En nous appuyant sur les aquaporines, ces protéines cellulaires capables de filtrer l’eau, nous avons conçu des canaux artificiels d’eau inspirés de ce mécanisme naturel. Cette découverte inattendue découle d’un projet initialement axé sur des piles à combustible Biom. ’’
Mihail Barboiu, chercheur CNRS à l’Institut européen des membranes
Du laboratoire à l’industrie
Transformer une innovation de laboratoire en solution industrielle est un processus complexe, jalonné d’obstacles. Pour l’équipe de Waterland, le principal défi technique réside dans la mise à l’échelle des membranes biomimétiques. Si les prototypes en laboratoire mesurent seulement quelques centimètres carrés, une application industrielle exige des membranes couvrant plusieurs mètres carrés. Ces dernières doivent être intégrées dans des cartouches capables de résister à des pressions extrêmes, parfois supérieures à 50 bars. Cette étape cruciale, longue et minutieuse, a marqué un tournant dans l’aventure Waterland, transformant le rêve en une solution concrète et scalable.

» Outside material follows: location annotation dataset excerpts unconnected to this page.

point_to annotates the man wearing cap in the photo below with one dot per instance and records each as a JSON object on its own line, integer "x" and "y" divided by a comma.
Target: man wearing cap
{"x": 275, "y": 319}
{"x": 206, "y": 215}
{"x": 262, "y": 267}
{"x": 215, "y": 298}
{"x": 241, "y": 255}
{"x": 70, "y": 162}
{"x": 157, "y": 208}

L’autre grand défi : leur intégration dans les systèmes de dessalement existants. Pour Mihail Barboiu, l’enjeu réside dans « les difficultés à intégrer ces technologies dans un marché où la stabilité des solutions éprouvées reste prioritaire ». L’industrie du dessalement, après plusieurs décennies sans véritable révolution technologique, reste prudente face aux potentielles innovations, notamment en raison des risques liés à leur mise en œuvre à grande échelle. Introduire des membranes biomimétiques dans ce contexte nécessite non seulement de démontrer leur efficacité, mais également de convaincre les acteurs du secteur de leur fiabilité à long terme.
Des solutions durables pour l’agriculture et la santé
Waterland s’ouvre à de nouveaux horizons. Dans le secteur agricole, ces membranes offrent une solution pour transformer l’eau salée en eau douce destinée à l’irrigation, apportant une réponse à la pénurie d’eau douce dans de nombreuses régions. Elles jouent également un rôle clé dans l’industrie médicale, où l’eau ultrapure est indispensable, notamment pour la production de médicaments et d’équipements stériles.
Dans les mois à venir, Waterland aura l’opportunité de mettre en lumière ces avancées lors d’événements majeurs, comme le salon du biomimétisme qui se tiendra en juin prochain à Paris. Ces rendez-vous seront déterminants pour sensibiliser les décideurs et promouvoir des solutions scientifiques en faveur de la durabilité et de l’innovation.